The spoken corpus Gos 2.0 is the reference speech corpus of the Slovenian language. This second edition contains about 300 hours of speech, or 2.4 million words, 127 thousand utterances and 1,500 texts.
Gos 2.0 is composed from three different sources:
(1) Spoken corpus Gos 1.1 (http://hdl.handle.net/11356/1438), 112 hours, 1 million words
(2) Spoken corpus Gos VideoLectures 4.2 (http://hdl.handle.net/11356/1444), 22 hours, 179,000 words
(3) A selection from the ASR database ARTUR 1.0 (http://hdl.handle.net/11356/1772), 185 hours, 1.2 mllion words, including:
(3a) Artur-J-Splosni, 62 hours, 422,000 words: transcriptions of media recordings, online recordings of conferences, workshops, education videos, etc.
(3b) Artur-N-Prosti, 61 hours, 324,000 words: transcriptions of monologues and dialogues between two persons, recorded for the purposes of the Artur database. Speakers were asked to freely conversate or freely explain on casual topics.

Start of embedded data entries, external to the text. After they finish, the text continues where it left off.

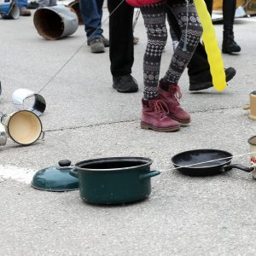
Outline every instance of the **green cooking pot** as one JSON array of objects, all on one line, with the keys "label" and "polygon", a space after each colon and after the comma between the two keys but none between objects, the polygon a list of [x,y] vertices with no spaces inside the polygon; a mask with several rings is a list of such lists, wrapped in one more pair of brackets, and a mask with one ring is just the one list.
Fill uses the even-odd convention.
[{"label": "green cooking pot", "polygon": [[83,201],[94,204],[123,204],[146,199],[151,192],[152,160],[113,157],[75,164],[70,174],[79,177]]}]

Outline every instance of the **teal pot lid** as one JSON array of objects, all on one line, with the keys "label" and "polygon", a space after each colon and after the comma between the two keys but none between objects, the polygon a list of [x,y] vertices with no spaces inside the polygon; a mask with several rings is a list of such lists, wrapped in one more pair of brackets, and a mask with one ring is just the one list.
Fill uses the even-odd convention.
[{"label": "teal pot lid", "polygon": [[31,185],[37,189],[53,192],[79,189],[79,179],[69,174],[69,171],[73,168],[70,160],[60,160],[56,166],[37,172]]}]

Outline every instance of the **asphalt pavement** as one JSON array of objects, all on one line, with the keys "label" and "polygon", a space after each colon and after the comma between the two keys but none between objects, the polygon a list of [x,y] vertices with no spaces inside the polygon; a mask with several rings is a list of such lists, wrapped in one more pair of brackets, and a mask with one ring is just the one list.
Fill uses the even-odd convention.
[{"label": "asphalt pavement", "polygon": [[[32,10],[32,14],[34,10]],[[104,18],[108,16],[104,9]],[[108,35],[108,20],[103,24]],[[215,25],[219,44],[223,26]],[[8,138],[0,148],[1,255],[255,255],[256,183],[250,173],[190,177],[174,170],[171,158],[195,148],[230,152],[232,163],[250,166],[247,139],[256,121],[242,106],[256,90],[256,18],[236,20],[237,55],[224,55],[237,73],[227,90],[191,93],[185,72],[182,106],[192,122],[177,132],[140,129],[143,58],[146,34],[140,16],[135,28],[132,74],[139,91],[112,88],[108,49],[91,54],[84,26],[68,38],[43,38],[33,15],[0,20],[1,112],[17,109],[13,92],[26,88],[46,101],[40,116],[45,137],[27,147]],[[172,54],[169,38],[161,74]],[[50,81],[49,83],[49,81]],[[47,84],[45,86],[45,84]],[[96,206],[79,192],[37,190],[32,175],[60,160],[73,164],[102,157],[138,156],[154,160],[148,199],[132,204]]]}]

(3c) Artur-P-SejeDZ, 62 hours, 450,000 words: a selection of transcriptions of speech from the Slovene National Assembly. The maximum length of single speaker speech is 4,000 words.
Note that various encoding changes have been made to the original Gos and Gos VideloLectures corpora so that the encoding of Gos 2.0 is uniform across the three sources.

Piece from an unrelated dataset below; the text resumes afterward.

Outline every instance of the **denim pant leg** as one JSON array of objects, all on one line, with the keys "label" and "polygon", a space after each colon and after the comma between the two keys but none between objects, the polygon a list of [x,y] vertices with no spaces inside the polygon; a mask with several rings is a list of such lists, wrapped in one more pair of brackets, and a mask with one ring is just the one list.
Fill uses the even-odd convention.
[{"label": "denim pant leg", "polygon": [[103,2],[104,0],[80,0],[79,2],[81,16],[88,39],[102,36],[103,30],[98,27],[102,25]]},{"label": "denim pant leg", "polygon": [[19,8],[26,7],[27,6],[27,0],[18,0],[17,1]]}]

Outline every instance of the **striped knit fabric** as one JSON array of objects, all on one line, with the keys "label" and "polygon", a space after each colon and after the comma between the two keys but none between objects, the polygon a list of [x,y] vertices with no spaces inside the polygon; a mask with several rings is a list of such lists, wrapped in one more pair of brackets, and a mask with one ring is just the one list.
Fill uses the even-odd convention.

All transcriptions are manual and made in two modes:
- pronunciation-based or citation-phonemic transcriptions (containing the output phoneme string derived from the orthographic form by letter-to-sound rules)
- standardised or expanded orthographic transcriptions (the standard Slovene spelling is used to indicate the spoken words, but there are additional rules and word-lists for non-standard lexis).
Part-of-speech tagging with MULTEXT-East morphosyntactic descriptions and lemmatisation was performed automatically with CLASSLA (https://github.com/clarinsi/classla).
The corpus is distributed in TEI (XML) format and in vertical file format, the latter used by the CQP familiy of concordancers, such as (no)Sketch Engine.